You’re walking along the Chattahoochee River and glimpse what appears to be a small body in the water.
Maybe it’s a child. Maybe it isn’t. You’re unable to get a definitive view.
What would you do?
Nancy Chandler, chief executive officer of the Georgia Center for Child Advocacy, poses that scenario to people when she talks about the protection of children from perpetrators of all ilk, notably sexual child abusers.
Child-abuse scandals at Penn State and Syracuse universities have some calling for the expansion of Georgia’s reporting law. Currently, the law doesn’t apply to everyone. It lists 16 categories of professionals who must report suspicions of child sex abuse. Some want to make the reporting of suspected abuse mandatory for all adults, though the idea has its detractors.
Count Chandler, a former executive director of the National Children’s Alliance in Washington, among those who favor mandated reporting. We have a collective responsibility, she told me, to care about children, so a law that applies to all adults is a measure we should embrace.
“I would support it,” said Chandler, a native Tennessean whose state has a mandatory reporting law that includes clergy. “I really would, including making it mandatory for the clergy, and that’s a tough sell in Georgia. But they often are the people [victims] turn to. We don’t want anybody to do an investigation, but we do want them to report when they have a strong suspicion. It’s really that simple.”
Chandler is a sports fan who tunes in sports programs, rarely TV news. She’s been amazed by the traction garnered by the Penn State and Syracuse stories and credits them with making child sexual abuse a topic of conversation, less taboo.
When she worked as a clinical social worker in the 1970s, child sexual abuse wasn’t discussed at all, particularly in public domains. Nowadays, it dominates ESPN, fueled by the Penn State and Syracuse controversies.
“I love football, college and professional, and for me to turn on ESPN and they are talking about child sexual abuse — that’s pretty phenomenal,” she told me. “If something good can come out of this, it’s that people are talking about sexual abuse. It’s a concern. It is real.”

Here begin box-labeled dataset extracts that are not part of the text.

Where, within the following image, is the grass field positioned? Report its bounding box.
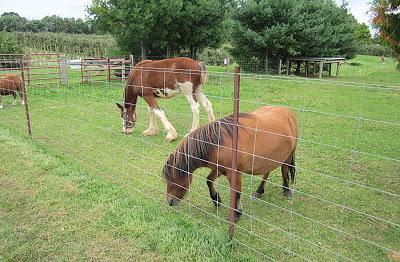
[0,56,400,261]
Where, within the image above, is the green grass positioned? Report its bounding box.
[0,54,400,261]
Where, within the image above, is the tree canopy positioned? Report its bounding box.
[371,0,400,63]
[232,0,358,66]
[0,12,93,34]
[88,0,226,56]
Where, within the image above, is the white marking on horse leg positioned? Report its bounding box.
[186,93,200,132]
[196,90,215,122]
[143,107,158,136]
[154,109,178,142]
[176,81,193,95]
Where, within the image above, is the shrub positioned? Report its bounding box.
[357,44,394,57]
[0,32,23,54]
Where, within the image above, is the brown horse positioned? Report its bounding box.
[0,75,24,109]
[117,57,215,141]
[163,106,297,222]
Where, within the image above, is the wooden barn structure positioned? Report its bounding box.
[278,57,346,78]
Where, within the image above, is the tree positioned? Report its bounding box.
[356,23,372,44]
[0,32,23,54]
[0,12,27,32]
[232,0,357,70]
[371,0,400,63]
[88,0,224,56]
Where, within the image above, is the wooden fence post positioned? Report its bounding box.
[229,66,240,238]
[319,61,324,78]
[20,56,32,137]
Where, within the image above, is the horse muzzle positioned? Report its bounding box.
[167,196,179,207]
[122,127,133,135]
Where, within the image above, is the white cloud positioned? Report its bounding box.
[0,0,92,19]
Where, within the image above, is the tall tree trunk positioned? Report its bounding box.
[167,44,171,58]
[140,42,147,60]
[192,47,197,60]
[296,61,300,75]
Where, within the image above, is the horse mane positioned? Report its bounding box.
[163,114,247,181]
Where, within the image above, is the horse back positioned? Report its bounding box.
[219,106,297,175]
[128,57,202,95]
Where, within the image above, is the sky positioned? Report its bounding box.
[0,0,371,24]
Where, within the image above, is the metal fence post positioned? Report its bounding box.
[229,66,240,238]
[20,56,32,137]
[60,55,68,85]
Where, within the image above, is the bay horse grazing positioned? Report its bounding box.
[0,75,24,109]
[163,106,297,220]
[117,57,215,141]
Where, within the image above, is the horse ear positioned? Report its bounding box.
[116,103,124,110]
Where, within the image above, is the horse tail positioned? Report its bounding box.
[199,62,208,85]
[289,153,296,183]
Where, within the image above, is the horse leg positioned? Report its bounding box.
[143,107,158,136]
[207,169,221,207]
[12,92,17,106]
[185,92,200,132]
[226,170,243,222]
[252,173,269,199]
[143,95,178,142]
[195,91,215,122]
[18,91,25,105]
[281,164,292,197]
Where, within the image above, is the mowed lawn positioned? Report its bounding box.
[0,56,400,261]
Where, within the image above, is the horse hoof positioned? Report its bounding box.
[165,134,178,142]
[283,189,292,198]
[143,128,158,136]
[251,192,262,199]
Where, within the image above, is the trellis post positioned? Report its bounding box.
[229,66,240,238]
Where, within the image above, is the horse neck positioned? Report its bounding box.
[125,88,137,110]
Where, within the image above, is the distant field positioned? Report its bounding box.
[0,56,400,261]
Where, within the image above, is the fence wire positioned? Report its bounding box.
[0,60,400,261]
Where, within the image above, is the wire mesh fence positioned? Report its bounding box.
[0,54,400,261]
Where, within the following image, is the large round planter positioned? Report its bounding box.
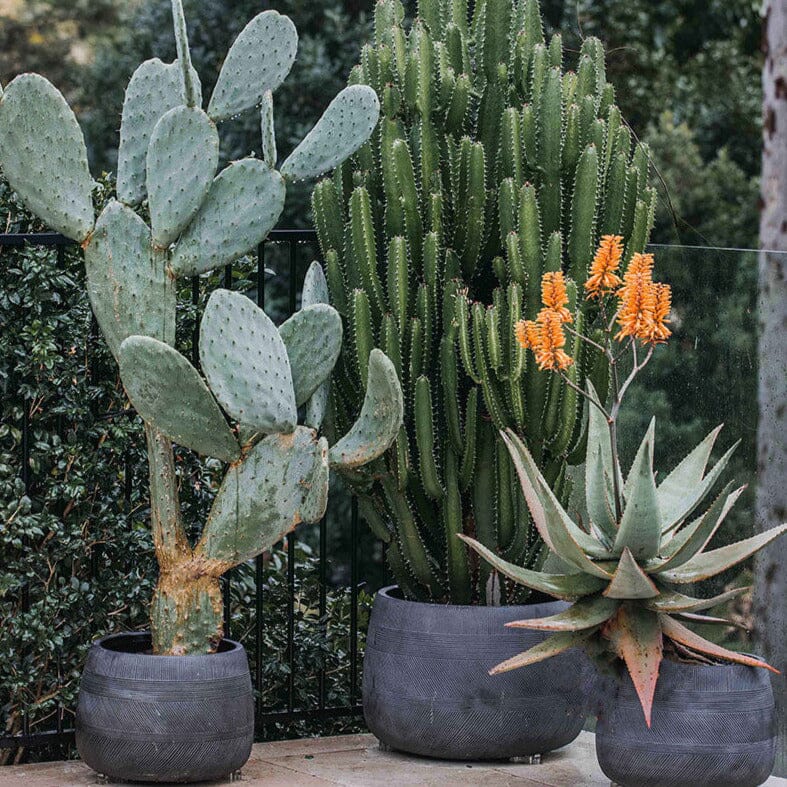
[76,633,254,782]
[596,660,776,787]
[363,587,589,760]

At the Georgia Center for Child Advocacy, victims arrive scared, guilt-ridden, ashamed. Boys, particularly, are reticent to discuss what transpired because they feel responsible.
“I think the healing starts when they come through our front doors,” Chandler said. “They come in scared and confused about what has happened to them, and they go out with smiles on their faces.”
So a child in your midst appears to be an assault victim. Your action should be no different than if you thought you saw a child’s body in the Hooch. Simple as that.